We already know that UK consumers spent a record £4.5 billion on online retail last month. The shift of retail spend online presents some obvious challenges to high street retailers: the costs of staff and premises alone means they are generally unable to compete with the web on price alone. Of course, there are strategies they can use to continue to win business even so - I can buy glasses online but I can't try them on, I can buy a computer online but I can't weigh it in my hand or see how it fits in my rucksack. The high street still has a competitive advantage when it comes to trying products out.
Given that this represents one of the very few competitive advantages they have left I was therefore astounded to find myself in PC World yesterday forbidden from even picking up an Asus EEE to see how much it weighed, or indeed even glimpsing the battery that would constitute much of its weight during day to day use. Apparently PC World (the one on Kensington High Street about whose ludicrously overzealous security my colleagues at Thisismoney wrote so scathingly earlier in the year) has suffered a lot of thefts, and no longer lets people take the computers from behind their screens.

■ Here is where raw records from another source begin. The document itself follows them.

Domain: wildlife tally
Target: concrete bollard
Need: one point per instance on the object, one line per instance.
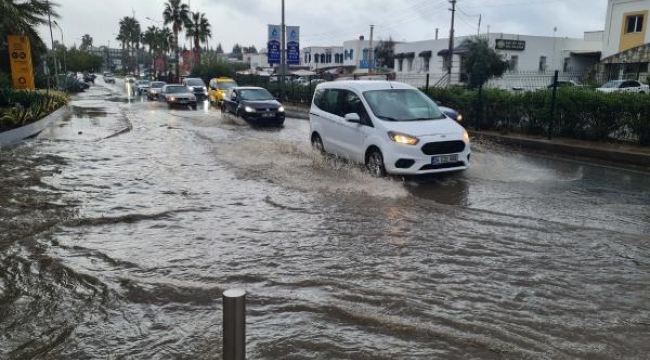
(234, 324)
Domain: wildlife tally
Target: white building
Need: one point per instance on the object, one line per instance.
(525, 55)
(321, 57)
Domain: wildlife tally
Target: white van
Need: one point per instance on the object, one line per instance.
(389, 126)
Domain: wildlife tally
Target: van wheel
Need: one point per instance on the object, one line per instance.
(317, 144)
(375, 163)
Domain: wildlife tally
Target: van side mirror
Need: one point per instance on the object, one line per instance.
(353, 118)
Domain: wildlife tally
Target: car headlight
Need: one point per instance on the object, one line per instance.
(403, 138)
(465, 136)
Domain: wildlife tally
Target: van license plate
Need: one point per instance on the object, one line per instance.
(444, 159)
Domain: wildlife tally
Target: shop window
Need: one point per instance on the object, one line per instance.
(634, 24)
(542, 63)
(514, 63)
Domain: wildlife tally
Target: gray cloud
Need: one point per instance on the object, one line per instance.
(333, 21)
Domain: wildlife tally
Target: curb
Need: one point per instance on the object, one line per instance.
(593, 152)
(14, 136)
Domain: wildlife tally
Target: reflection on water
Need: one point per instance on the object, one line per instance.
(124, 245)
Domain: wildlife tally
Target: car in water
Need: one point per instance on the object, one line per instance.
(254, 104)
(218, 87)
(197, 86)
(154, 89)
(178, 95)
(391, 127)
(632, 86)
(142, 86)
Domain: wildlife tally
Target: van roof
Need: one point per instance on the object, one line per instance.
(364, 85)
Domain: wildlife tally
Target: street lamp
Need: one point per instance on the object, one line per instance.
(65, 66)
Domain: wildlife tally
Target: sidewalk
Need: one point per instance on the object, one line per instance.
(615, 154)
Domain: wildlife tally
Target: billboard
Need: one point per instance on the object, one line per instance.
(293, 45)
(273, 45)
(20, 57)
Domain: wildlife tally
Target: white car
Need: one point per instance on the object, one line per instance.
(389, 126)
(624, 86)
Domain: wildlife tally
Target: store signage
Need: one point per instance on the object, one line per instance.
(504, 44)
(20, 57)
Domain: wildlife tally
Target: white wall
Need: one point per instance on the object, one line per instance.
(614, 23)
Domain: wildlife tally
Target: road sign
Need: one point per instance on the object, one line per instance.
(273, 45)
(22, 71)
(293, 45)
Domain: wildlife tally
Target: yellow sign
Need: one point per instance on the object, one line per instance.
(20, 56)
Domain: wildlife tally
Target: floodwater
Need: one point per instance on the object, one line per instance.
(122, 225)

Logically, I understand that high street retailers will face a vicious circle of thefts as more and more retail moves online and shoplifters are left with fewer and fewer options. Covering the costs of petty thefts that their online competitors do not have to face is only going to make their margins lower or their prices even less competitive. But the solution to this - a shop which actively works to prevent its customers from handling the merchandise - is just a different road to ruin. If I can't usefully touch the PCs in PC World, I may as well do all my research and buying online.